While this makes us sound like heartless jerks, one of the lies we often hear as parents is that “every milestone matters,” when in fact, it didn’t make one bit of difference whether we were there or not. Of course, we didn’t tell him we skipped it. We’re not cruel. We met him outside the auditorium afterward and took photos. We got the important parts right. But the graduation? I’m not even sure why there was one. Parents today over-authenticate and congratulate their kids for normal, ordinary events. Leaving high school or college is event-worthy, party-worthy, for most kids (one of ours eschewed the entire thing as bogus sentiment). Leaving kindergarten, or elementary school, or junior high? It’s not over yet, so simmer down.
I know I’m not alone in my lack of enthusiasm. In fact, we’re in the throes of a backlash lately toward the mollycoddling of today’s children. They’ve received trophies just for showing up. They’ve never walked to the park alone, made their own lunches, or spent a day without hand sanitizer or sunscreen. Almost every day you’ll find articles and essays on parenting websites and by mommy bloggers weighing in on the subject (Google “helicopter parent” for a smidgen of this hysteria, er, trend.)

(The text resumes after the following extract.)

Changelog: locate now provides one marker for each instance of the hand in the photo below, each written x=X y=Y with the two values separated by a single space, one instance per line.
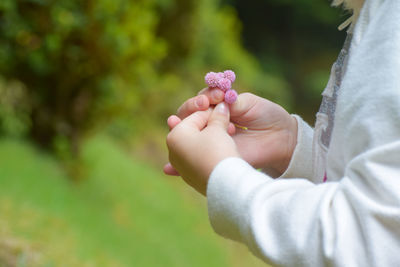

The two people (or, frankly, all too commonly, the one parent keeping it all together) who manage all the details of raising a child from birth to middle-20s (because they don’t go away when they turn 18) sometimes just need a little slack. And if that means there isn’t an artistically created bento box lunch every day, artisanal cupcakes for each birthday, and a 21-gun salute when she gets all her spelling words right, it’s not the end of the world. It might mean that finishing a school year equals an ice cream cone or a pizza night, but not a party or a ceremony. Taking care of one kid is tough enough; more than one can be a never-ending slog for their folks. Parents have to take care of themselves, too, and sometimes that just means saying no to the last overwhelming task.
For my husband and I, that “no” moment was the epiphany of standing in line and seeing a happy day turn bitter. Sometimes the expectations and demands are just too much. Whether that makes us winners or losers in the long run, I don’t know. In our case, we’ve offered both indulgence and tough-love to our kids. We’ve been to as many games as we could manage, made sure they had what they needed if not always what they wanted, and so far, have got four out of five out the door and into productive lives. An event that didn’t matter, at which we didn’t participate and weren’t even missed, took place without our eyeballs on the stage and on our precious boy.
The sky didn’t fall. Lightning didn’t strike. Everyone survived. If that’s not a relief from the pressures of praising and nurturing, I don’t know what is.